У тётки Чилики глаза в бровях путались - не доищешься. А если выпрыгнет порой взгляд - пожалеешь, что искал! - два ножа! Наталку исполосовали всю, как есть.
- Хто знае, що сюди пишла?
- Нихто, титонька! Святый хрэст!
- Святый хрэст на осину повесь. Заходь.
Хата Чилики пахла старым телом, древоточцем и прокисшей кровью. Над закопчённой иконой - паучья сеть. Плесневелые тряпки рушников и подзоров. Холодная печь растрескалась шрамами. Всё было ветхим, нечистым, лживым. Душа Наталки заколошматила в клетку рёбер, задёргала артерии, как дёргает рычаг стоп-крана пассажир, севший по ошибке не в тот поезд. А поздно. Чёрная курица шлёпнула крыльями в попытке прикрыть горло - прижали, успокоили.
Сердце, печень, горячий воск...
- Не жди. В живих немаэ.
- Брешешь, проклятая...
- Вин помэр.
Сердце, печень, костяной нож...
- Брешешь, проклятая!!!
Что-то пыхнуло. Что-то оборвалось внутри. Всё погасло.

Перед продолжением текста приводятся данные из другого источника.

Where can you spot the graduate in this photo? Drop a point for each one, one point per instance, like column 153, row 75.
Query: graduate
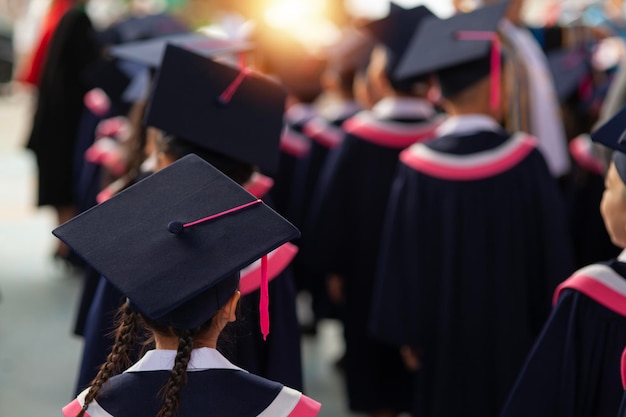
column 475, row 240
column 174, row 244
column 300, row 72
column 229, row 146
column 579, row 89
column 348, row 211
column 111, row 77
column 345, row 59
column 574, row 367
column 72, row 51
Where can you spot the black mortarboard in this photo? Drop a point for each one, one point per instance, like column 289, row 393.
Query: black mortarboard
column 174, row 243
column 150, row 52
column 613, row 132
column 111, row 78
column 396, row 30
column 457, row 49
column 218, row 108
column 569, row 68
column 135, row 28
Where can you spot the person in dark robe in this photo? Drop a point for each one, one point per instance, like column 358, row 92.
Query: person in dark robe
column 575, row 367
column 233, row 152
column 475, row 240
column 73, row 49
column 345, row 59
column 181, row 282
column 580, row 90
column 349, row 207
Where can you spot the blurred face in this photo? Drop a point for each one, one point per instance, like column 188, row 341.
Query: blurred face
column 613, row 207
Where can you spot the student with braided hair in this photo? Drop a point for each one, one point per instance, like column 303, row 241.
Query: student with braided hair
column 216, row 134
column 174, row 244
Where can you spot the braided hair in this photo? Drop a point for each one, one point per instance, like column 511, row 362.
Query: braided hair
column 178, row 375
column 118, row 359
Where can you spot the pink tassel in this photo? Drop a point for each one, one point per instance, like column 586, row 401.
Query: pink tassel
column 496, row 64
column 227, row 95
column 265, row 300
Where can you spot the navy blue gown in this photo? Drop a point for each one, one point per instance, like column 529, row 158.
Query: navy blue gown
column 294, row 147
column 348, row 212
column 474, row 243
column 574, row 368
column 278, row 358
column 326, row 136
column 214, row 387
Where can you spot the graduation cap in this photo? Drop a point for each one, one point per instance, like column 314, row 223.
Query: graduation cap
column 174, row 243
column 396, row 30
column 150, row 52
column 461, row 50
column 230, row 111
column 135, row 28
column 569, row 68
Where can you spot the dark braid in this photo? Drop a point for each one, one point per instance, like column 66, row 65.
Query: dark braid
column 118, row 359
column 178, row 377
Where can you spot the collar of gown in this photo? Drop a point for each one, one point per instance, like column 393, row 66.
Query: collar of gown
column 403, row 108
column 163, row 360
column 468, row 124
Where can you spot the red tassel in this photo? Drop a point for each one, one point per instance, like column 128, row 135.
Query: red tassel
column 265, row 300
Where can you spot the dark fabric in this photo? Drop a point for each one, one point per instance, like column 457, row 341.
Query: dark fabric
column 215, row 392
column 59, row 107
column 346, row 217
column 591, row 242
column 574, row 367
column 307, row 173
column 279, row 357
column 98, row 329
column 285, row 178
column 466, row 273
column 91, row 278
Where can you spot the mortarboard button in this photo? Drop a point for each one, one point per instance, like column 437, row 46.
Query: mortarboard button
column 177, row 279
column 234, row 112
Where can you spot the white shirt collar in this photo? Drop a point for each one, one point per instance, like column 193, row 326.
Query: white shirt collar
column 299, row 113
column 339, row 109
column 403, row 107
column 163, row 360
column 467, row 124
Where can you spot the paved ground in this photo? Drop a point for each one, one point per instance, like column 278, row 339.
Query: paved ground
column 38, row 354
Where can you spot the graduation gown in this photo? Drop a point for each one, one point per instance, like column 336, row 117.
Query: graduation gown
column 73, row 49
column 325, row 136
column 214, row 387
column 348, row 212
column 474, row 243
column 278, row 358
column 584, row 187
column 294, row 146
column 574, row 367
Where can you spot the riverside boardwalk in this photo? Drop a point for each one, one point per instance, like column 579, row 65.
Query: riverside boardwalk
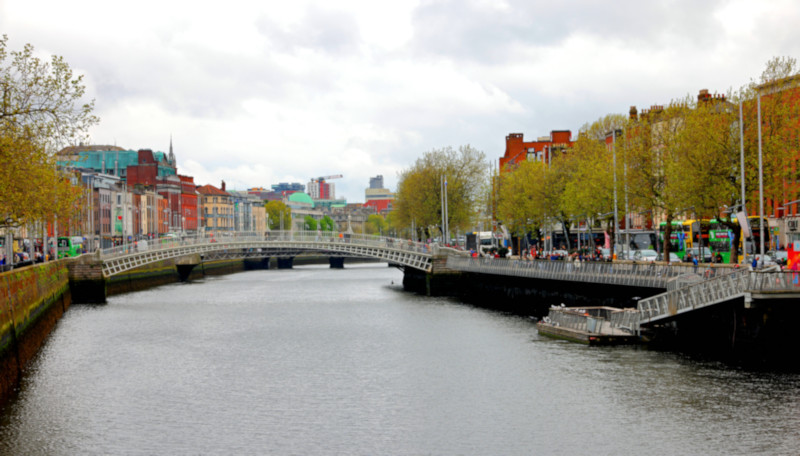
column 681, row 295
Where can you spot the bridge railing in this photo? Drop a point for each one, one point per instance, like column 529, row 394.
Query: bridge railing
column 232, row 239
column 652, row 275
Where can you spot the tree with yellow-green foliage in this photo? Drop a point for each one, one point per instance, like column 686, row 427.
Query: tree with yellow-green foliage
column 589, row 191
column 40, row 111
column 419, row 191
column 375, row 224
column 277, row 211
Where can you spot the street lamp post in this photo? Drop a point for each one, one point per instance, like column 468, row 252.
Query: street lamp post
column 760, row 183
column 614, row 164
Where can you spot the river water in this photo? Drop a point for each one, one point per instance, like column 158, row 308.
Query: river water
column 314, row 361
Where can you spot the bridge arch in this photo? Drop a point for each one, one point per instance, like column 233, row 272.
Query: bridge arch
column 281, row 244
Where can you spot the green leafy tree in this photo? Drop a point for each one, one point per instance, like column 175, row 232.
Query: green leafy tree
column 310, row 224
column 419, row 193
column 276, row 210
column 327, row 224
column 376, row 224
column 40, row 110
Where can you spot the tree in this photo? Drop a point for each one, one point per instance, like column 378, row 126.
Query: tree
column 655, row 173
column 588, row 192
column 419, row 195
column 40, row 110
column 522, row 197
column 310, row 224
column 327, row 223
column 277, row 211
column 376, row 224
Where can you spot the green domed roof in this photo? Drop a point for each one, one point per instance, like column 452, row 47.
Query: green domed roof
column 300, row 197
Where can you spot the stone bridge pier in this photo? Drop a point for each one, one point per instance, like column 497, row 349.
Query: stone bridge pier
column 86, row 281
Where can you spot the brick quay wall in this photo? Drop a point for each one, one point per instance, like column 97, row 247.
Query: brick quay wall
column 32, row 300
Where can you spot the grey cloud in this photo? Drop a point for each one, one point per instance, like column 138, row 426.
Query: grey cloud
column 329, row 31
column 479, row 33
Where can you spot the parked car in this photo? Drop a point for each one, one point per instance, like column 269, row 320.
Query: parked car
column 781, row 257
column 673, row 258
column 645, row 255
column 695, row 251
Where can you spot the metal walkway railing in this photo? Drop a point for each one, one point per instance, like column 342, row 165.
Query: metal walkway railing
column 742, row 283
column 647, row 275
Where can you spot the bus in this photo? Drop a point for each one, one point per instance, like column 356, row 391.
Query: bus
column 721, row 238
column 70, row 246
column 685, row 235
column 752, row 246
column 676, row 238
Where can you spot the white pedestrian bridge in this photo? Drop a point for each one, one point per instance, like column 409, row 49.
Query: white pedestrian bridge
column 281, row 244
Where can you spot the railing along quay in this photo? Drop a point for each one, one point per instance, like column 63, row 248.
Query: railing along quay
column 716, row 290
column 648, row 275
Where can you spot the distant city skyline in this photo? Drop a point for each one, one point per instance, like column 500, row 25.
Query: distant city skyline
column 269, row 92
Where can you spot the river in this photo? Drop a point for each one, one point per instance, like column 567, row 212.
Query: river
column 315, row 361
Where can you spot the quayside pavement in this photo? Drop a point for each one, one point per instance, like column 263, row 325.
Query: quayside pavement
column 685, row 288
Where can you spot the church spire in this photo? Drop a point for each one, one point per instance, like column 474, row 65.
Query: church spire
column 171, row 154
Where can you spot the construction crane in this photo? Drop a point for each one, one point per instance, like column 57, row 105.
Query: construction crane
column 324, row 178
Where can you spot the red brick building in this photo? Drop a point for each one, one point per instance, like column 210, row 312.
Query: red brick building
column 179, row 191
column 545, row 147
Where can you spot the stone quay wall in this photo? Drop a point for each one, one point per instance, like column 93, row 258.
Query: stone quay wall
column 32, row 300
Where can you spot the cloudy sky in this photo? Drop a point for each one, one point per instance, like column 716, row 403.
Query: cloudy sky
column 261, row 92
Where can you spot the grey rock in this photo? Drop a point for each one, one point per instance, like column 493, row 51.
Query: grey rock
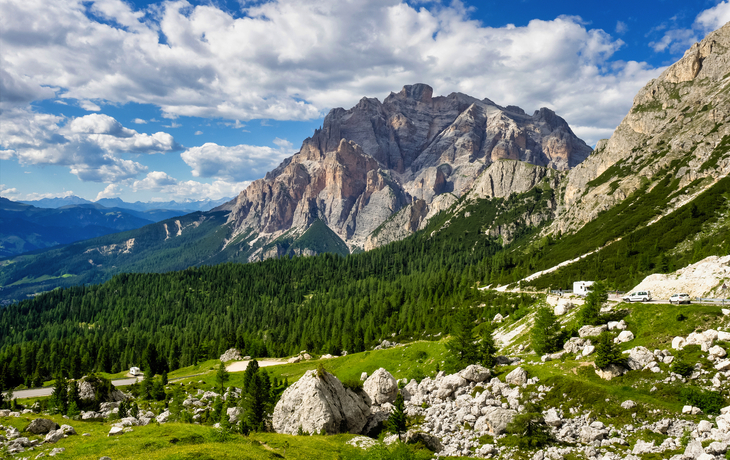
column 592, row 331
column 694, row 449
column 381, row 387
column 41, row 426
column 317, row 403
column 639, row 357
column 517, row 377
column 475, row 373
column 495, row 420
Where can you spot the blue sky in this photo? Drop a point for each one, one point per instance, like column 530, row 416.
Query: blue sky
column 177, row 100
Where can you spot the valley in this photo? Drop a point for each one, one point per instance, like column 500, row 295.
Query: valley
column 397, row 276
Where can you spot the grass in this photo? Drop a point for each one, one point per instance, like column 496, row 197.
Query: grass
column 175, row 441
column 407, row 361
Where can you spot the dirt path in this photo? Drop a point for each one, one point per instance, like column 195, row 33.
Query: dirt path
column 240, row 366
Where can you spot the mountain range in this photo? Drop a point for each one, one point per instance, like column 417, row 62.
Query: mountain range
column 379, row 172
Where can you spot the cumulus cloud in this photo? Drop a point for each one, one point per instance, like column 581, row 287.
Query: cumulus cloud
column 236, row 163
column 90, row 146
column 160, row 181
column 155, row 180
column 676, row 40
column 110, row 191
column 294, row 59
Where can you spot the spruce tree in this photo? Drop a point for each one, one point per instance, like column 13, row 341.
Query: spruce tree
column 487, row 348
column 608, row 352
column 462, row 350
column 222, row 376
column 397, row 420
column 590, row 314
column 546, row 334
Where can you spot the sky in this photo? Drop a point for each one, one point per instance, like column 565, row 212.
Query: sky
column 178, row 100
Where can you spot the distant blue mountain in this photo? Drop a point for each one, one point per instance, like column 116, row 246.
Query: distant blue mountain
column 185, row 206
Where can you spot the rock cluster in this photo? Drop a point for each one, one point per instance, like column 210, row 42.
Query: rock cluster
column 231, row 354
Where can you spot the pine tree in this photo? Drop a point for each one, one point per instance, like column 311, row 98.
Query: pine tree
column 487, row 348
column 222, row 376
column 608, row 352
column 397, row 421
column 546, row 334
column 462, row 350
column 590, row 314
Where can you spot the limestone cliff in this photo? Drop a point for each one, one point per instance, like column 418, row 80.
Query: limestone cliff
column 412, row 151
column 675, row 127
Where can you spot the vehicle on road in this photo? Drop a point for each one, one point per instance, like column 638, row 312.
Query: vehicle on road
column 638, row 296
column 679, row 298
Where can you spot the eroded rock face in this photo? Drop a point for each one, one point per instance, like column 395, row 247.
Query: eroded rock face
column 682, row 113
column 381, row 387
column 371, row 161
column 315, row 403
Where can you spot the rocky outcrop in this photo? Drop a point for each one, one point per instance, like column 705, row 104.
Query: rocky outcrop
column 369, row 162
column 682, row 114
column 381, row 387
column 317, row 403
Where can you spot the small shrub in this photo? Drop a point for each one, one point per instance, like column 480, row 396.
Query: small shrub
column 709, row 401
column 353, row 384
column 682, row 368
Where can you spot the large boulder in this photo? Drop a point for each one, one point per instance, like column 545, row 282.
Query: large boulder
column 320, row 402
column 517, row 377
column 494, row 420
column 41, row 426
column 592, row 331
column 449, row 384
column 381, row 387
column 231, row 355
column 475, row 373
column 639, row 357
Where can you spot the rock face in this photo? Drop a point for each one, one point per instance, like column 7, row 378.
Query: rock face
column 412, row 151
column 684, row 113
column 315, row 403
column 41, row 426
column 381, row 387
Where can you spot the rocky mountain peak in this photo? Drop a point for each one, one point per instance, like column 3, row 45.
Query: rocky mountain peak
column 412, row 150
column 676, row 126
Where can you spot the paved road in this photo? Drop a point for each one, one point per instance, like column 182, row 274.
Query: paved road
column 46, row 391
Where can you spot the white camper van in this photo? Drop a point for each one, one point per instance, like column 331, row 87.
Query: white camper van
column 582, row 287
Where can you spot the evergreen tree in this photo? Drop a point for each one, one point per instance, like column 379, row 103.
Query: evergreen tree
column 590, row 313
column 487, row 348
column 397, row 420
column 461, row 347
column 546, row 335
column 608, row 352
column 222, row 376
column 59, row 398
column 529, row 430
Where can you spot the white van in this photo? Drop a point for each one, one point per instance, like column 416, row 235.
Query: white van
column 638, row 296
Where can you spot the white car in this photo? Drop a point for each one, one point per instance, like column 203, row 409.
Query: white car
column 638, row 296
column 679, row 298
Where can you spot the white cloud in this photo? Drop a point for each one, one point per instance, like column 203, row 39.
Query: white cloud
column 676, row 40
column 15, row 195
column 715, row 17
column 90, row 146
column 155, row 180
column 294, row 59
column 89, row 106
column 237, row 163
column 110, row 191
column 161, row 182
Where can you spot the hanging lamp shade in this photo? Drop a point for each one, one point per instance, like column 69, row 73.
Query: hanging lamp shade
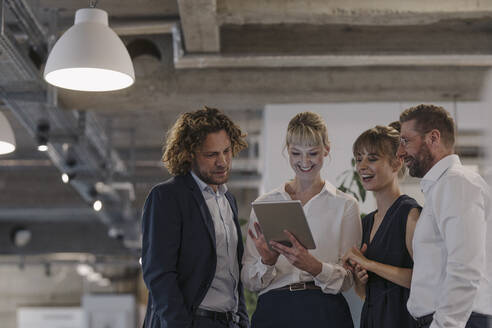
column 7, row 139
column 90, row 56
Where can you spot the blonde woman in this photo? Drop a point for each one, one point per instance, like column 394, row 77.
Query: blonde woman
column 297, row 287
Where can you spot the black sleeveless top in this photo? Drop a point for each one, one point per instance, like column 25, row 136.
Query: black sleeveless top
column 385, row 305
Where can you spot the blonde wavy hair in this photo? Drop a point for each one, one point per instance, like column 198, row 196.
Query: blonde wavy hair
column 188, row 134
column 307, row 129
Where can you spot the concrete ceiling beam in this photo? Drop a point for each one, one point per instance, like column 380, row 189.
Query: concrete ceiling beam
column 199, row 25
column 378, row 12
column 218, row 61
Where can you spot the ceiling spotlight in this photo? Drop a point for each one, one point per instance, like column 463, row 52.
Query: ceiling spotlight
column 94, row 276
column 20, row 237
column 42, row 134
column 97, row 205
column 104, row 282
column 90, row 56
column 84, row 269
column 43, row 147
column 67, row 177
column 7, row 139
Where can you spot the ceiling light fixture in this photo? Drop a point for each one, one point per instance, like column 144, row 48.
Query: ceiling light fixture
column 97, row 205
column 42, row 135
column 7, row 139
column 67, row 177
column 90, row 56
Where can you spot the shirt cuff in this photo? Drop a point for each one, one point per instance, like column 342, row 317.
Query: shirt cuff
column 266, row 272
column 331, row 278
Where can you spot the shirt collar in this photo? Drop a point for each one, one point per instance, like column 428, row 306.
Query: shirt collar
column 222, row 189
column 438, row 170
column 328, row 187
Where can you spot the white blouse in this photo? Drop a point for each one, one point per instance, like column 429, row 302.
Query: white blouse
column 335, row 223
column 452, row 246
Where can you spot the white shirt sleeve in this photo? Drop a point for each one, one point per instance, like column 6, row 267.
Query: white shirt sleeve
column 255, row 275
column 460, row 217
column 334, row 278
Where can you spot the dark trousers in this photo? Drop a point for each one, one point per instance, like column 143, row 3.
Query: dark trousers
column 476, row 320
column 301, row 309
column 204, row 322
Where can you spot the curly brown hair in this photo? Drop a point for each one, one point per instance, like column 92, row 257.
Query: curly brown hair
column 189, row 132
column 382, row 140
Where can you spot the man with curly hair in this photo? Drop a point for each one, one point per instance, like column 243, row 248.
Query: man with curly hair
column 192, row 245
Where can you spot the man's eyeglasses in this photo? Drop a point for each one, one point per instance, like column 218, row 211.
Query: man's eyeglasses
column 405, row 140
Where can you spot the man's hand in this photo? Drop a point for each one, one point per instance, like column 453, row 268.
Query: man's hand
column 298, row 256
column 268, row 256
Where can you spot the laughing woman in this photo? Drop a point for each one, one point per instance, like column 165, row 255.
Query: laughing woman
column 315, row 277
column 383, row 266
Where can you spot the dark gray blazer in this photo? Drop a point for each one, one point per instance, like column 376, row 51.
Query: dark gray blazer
column 178, row 253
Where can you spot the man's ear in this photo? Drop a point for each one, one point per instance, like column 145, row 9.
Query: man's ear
column 434, row 137
column 396, row 164
column 326, row 150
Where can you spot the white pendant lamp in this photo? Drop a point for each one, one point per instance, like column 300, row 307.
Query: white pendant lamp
column 89, row 56
column 7, row 139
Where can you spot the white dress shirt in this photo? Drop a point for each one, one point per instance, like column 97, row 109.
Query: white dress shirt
column 334, row 220
column 452, row 246
column 222, row 295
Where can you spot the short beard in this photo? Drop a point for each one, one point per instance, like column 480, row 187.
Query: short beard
column 208, row 179
column 422, row 162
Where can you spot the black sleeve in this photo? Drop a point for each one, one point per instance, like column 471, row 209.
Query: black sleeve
column 161, row 229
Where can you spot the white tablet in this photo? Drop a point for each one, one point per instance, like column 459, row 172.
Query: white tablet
column 275, row 217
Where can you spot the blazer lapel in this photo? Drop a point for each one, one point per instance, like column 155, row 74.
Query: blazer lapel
column 206, row 216
column 240, row 247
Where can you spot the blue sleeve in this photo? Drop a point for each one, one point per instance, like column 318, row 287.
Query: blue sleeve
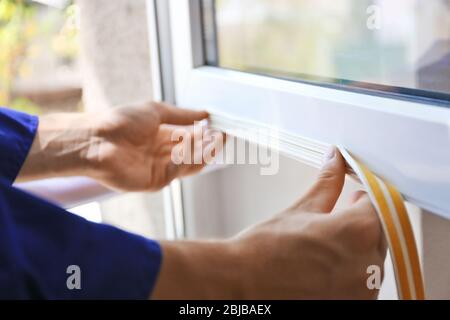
column 39, row 242
column 17, row 131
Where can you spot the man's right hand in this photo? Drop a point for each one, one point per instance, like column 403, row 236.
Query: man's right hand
column 310, row 251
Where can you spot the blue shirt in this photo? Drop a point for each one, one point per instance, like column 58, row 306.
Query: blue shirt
column 40, row 241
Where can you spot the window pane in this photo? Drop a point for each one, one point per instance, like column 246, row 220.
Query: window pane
column 401, row 46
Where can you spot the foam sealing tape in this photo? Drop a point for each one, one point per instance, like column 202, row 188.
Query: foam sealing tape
column 391, row 210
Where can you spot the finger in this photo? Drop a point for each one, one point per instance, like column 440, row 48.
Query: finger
column 364, row 209
column 323, row 195
column 355, row 196
column 173, row 115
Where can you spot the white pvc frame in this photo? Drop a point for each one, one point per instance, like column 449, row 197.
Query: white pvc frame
column 405, row 142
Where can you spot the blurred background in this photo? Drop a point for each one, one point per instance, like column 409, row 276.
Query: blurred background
column 39, row 56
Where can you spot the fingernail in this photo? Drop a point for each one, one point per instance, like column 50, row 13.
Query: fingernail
column 329, row 155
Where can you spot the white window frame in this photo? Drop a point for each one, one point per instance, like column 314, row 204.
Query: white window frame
column 405, row 141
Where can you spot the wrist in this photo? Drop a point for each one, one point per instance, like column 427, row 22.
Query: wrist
column 199, row 270
column 64, row 145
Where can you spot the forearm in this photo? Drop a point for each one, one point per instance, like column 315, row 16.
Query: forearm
column 64, row 145
column 200, row 270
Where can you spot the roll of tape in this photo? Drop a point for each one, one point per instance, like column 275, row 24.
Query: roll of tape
column 391, row 210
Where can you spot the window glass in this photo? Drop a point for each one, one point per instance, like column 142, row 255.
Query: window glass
column 401, row 46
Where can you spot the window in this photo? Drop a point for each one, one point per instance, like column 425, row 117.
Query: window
column 402, row 47
column 377, row 88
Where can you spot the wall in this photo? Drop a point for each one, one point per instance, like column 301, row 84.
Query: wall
column 116, row 71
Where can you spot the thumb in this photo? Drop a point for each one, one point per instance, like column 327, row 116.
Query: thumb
column 325, row 192
column 177, row 116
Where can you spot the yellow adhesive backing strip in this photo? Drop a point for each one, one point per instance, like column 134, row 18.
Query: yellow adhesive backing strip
column 391, row 210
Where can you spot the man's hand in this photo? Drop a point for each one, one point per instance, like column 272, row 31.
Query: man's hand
column 126, row 148
column 310, row 251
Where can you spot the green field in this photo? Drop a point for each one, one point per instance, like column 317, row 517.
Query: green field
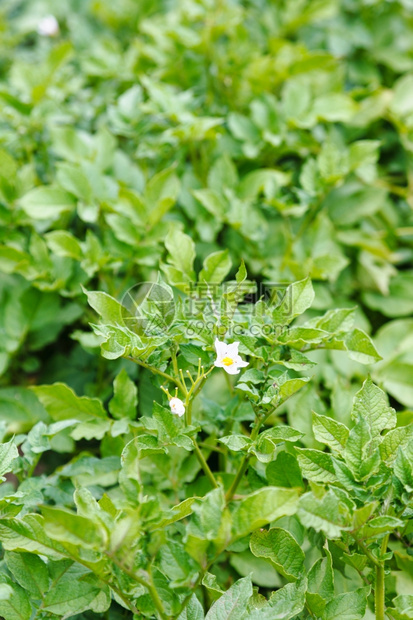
column 206, row 309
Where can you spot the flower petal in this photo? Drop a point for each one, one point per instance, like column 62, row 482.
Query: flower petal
column 231, row 370
column 240, row 362
column 232, row 349
column 221, row 348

Жёлтый, из голенной бычьей кости выточенный, нож воткнулся в живот Чилики легко, как в трухлявую колоду. Рубище лениво затекло порфировыми чернилами. Наталка стояла, оглушённая, - смотрела, смотрела, смотрела. Сверху вниз. Старуха пускала розовые пузырьки, вглядывалась в лицо Наталки пристально и ласково, задумчиво, как смотрят на возлюбленное дитя. Тянула сучковатые пальцы, что-то шепча.
- Що ты хочешь, титонька?
Тихо-тихо присела Наталка подле Чилики, нежно положила её голову на свои колени, отёрла ей губы краем рукава, взяла за руку:
- Що ты хочешь?
Сколько так просидела? Два часа или два дня... Может - два года. Время остановилось. Мысли остановились. Сердце остановилось. Мухи пели литию. Прислушивалась. Слов не разобрать. Одну из плакальщиц пеленал паук над иконой. Приглядывалась. Смешно. Потом встала и пошла.
Аккуратно прошла - травинка не колыхнулась. Никто не видел?.. Никто. Как станут судить (Киев! Петербург! Лондон!), никому об этом не скажет - ни судьям в мантиях, ни докторам с пёсьими бородками, ни адвокату в пенсне. С сучка латунный крестик сняла да в Кривую Руду бросила. Была раба Божья Наталия - и нет её. Кравченей домой вернулась.
Огляделась - прибрать надо, скотину накормить, огород полить. Вернётся Гнатусь домой - всё как было. Хутор прибранный, гуси-горбоносы, яблоня-китайка, жена молодая. Это для тех - глупых, грешных, суетных - время течёт сквозь пальцы. Не для Кравчени. У них за гнилые гарбуза душа продана. У неё - за истинную любовь. Они в мелочах и суете состарятся. А Кравченя и через сорок лет будет вишней в меду. Ведьма, злыдня, душегу-убица - и через сорок лет скажет:
- Буду чекать, Гнатусь!
А о чём когда-то с умирающей Чиликой шепталась - никто не узнает.